Hesters Schultern zuckten zurück. »Tu das nicht, Buddy. Tu das bloß nicht, niemals.«

»Eh ich’s vergesse, Hester, hast du Bischofsmützen?« Harry wollte Fair und die streitenden Tiere nicht zu lange warten lassen.

»Ja, hab ich. Komm, ich zeig sie dir.« Hester nickte Buddy zu, der Harry zuzwinkerte.

Die Frauen gingen hinein, wo es Butternusskürbisse, Eichelkürbisse und Harrys Lieblingssorte gab, sahnig weiße Bischofsmützenkürbisse, die wie gewellte Diskusse aussahen.

»Die sehen schön aus. Und haben genau die richtige Größe.«

»Gewöhnlich ist es mit den Bischofsmützen um diese Zeit schon vorbei, aber bei dem endlos langen Sommer dieses Jahr krieg ich noch welche«, sagte Hester. »Melonen gibt’s allerdings keine mehr. Ich mag Melonen so gern. Eh ich’s vergesse, ihr kauft sicher Karten für die Heuwagenfahrt, du und Fair. Müsst ihr unbedingt. Der Bibliotheksbau steht, aber es gibt noch viel zu tun. Wir brauchen allein 59.696 Dollar für Computer, und, herrje, im Erwachsenenbereich fehlen noch Tische, und wir brauchen Möbel für einen meditativen Leseraum. Die Liste ist endlos.«

»Natürlich kaufen wir Karten. Ich kauf sogar auch welche für Mrs. Murphy, Pewter und Tucker.«

»Wenn deine graue Katze noch dicker wird, muss ich einen extra Ponywagen für sie allein besorgen.« Hester lachte.

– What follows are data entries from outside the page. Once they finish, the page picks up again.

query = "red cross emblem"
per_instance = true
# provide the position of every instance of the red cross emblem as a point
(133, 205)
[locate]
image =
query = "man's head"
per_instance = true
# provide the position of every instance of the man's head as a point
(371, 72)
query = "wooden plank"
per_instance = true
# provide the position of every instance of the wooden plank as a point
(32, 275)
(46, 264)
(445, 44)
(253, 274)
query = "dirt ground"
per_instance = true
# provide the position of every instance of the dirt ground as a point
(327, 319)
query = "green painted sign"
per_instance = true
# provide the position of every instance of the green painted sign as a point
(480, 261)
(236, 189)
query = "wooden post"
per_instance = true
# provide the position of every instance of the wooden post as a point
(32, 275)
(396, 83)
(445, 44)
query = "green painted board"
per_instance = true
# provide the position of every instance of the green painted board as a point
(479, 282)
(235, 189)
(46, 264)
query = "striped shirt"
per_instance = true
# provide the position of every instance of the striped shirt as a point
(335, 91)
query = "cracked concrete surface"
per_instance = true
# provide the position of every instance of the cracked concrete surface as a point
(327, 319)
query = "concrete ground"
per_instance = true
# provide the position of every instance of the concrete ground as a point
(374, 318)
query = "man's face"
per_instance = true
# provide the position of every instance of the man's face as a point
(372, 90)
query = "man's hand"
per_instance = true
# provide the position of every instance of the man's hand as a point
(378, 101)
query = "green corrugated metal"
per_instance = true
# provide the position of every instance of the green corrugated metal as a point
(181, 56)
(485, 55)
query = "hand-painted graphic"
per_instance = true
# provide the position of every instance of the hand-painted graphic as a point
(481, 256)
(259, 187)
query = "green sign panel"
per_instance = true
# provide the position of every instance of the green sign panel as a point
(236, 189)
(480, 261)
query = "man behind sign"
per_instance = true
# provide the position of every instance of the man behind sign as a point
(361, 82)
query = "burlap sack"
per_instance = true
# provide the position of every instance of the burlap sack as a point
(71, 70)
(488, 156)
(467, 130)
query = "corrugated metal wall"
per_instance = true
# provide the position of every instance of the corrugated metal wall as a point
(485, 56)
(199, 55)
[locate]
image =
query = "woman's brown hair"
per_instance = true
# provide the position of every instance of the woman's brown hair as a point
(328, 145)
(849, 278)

»Du siehst selber schon richtig nach Halloween aus, ganz in Orange und Schwarz.«

»Ach, das ist sozusagen nur das Vorspiel. Nächste Woche stehe ich im Hexenkostüm hier.«

»Solange du die Kundschaft nicht vergraulst.«

»Ich könnte auch als Halloween-Fee gehen, bloß hab ich noch nie eine Halloween-Fee gesehen.«

Sie plauderten weiter, während Harry sich zwei fleischige Kürbisse aussuchte und sie an der Kasse bei Lolly Currie bezahlte, einer jungen Frau, die auf der Suche nach einem besseren Job war und sich bis dahin in Hesters Lädchen ihre Brötchen verdiente.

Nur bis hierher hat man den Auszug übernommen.